July 4, 2008
REVIEW: CHASING DARKNESS by Robert Crais
If you've never read any of Crais's Elvis Cole books, I sincerely pity you. If you are already a fan, go get this book right now. Put simply, Crais is writing at the top of his game: Evocative prose, 3D characters, tight plot.
I dislike writing synopses; there's a fine line between a simple description of the plot and just giving away the story. To put it in a nutshell, Elvis must retrace a murder investigation he handled three years earlier. Elvis's work resulted in freeing a man who apparently went on to commit two more brutal murders. His confidence rattled, choking on guilt, Elvis does what he does better than anyone: Detect. And therein lies the story. Collecting pieces of the puzzle is almost more fun than solving the puzzle, and in CHASING DARKNESS Elvis Cole gives a master class in the fine art, as well as the science, of being a private detective.
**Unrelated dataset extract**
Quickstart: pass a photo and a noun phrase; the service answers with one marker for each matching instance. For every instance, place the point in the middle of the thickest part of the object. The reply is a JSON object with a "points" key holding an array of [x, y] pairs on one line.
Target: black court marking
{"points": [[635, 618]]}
Cole's friend and partner, Joe Pike, lends a hand as needed. Pike is one of those unusual characters where less is more, and Crais is well aware of that. If Pike even speaks a single line of dialogue it is to say more than any other character at hand. Just his physical presence carries an impact and alters the dynamics of any scene.
If you've not read Crais before, I don't recommend beginning with this book. Yes, the story does stand entirely on its own, but the fact is that as good as the characterization is here it will be all the richer if you go back and begin with earlier books in the series. And a book this good should certainly be given all the advantages.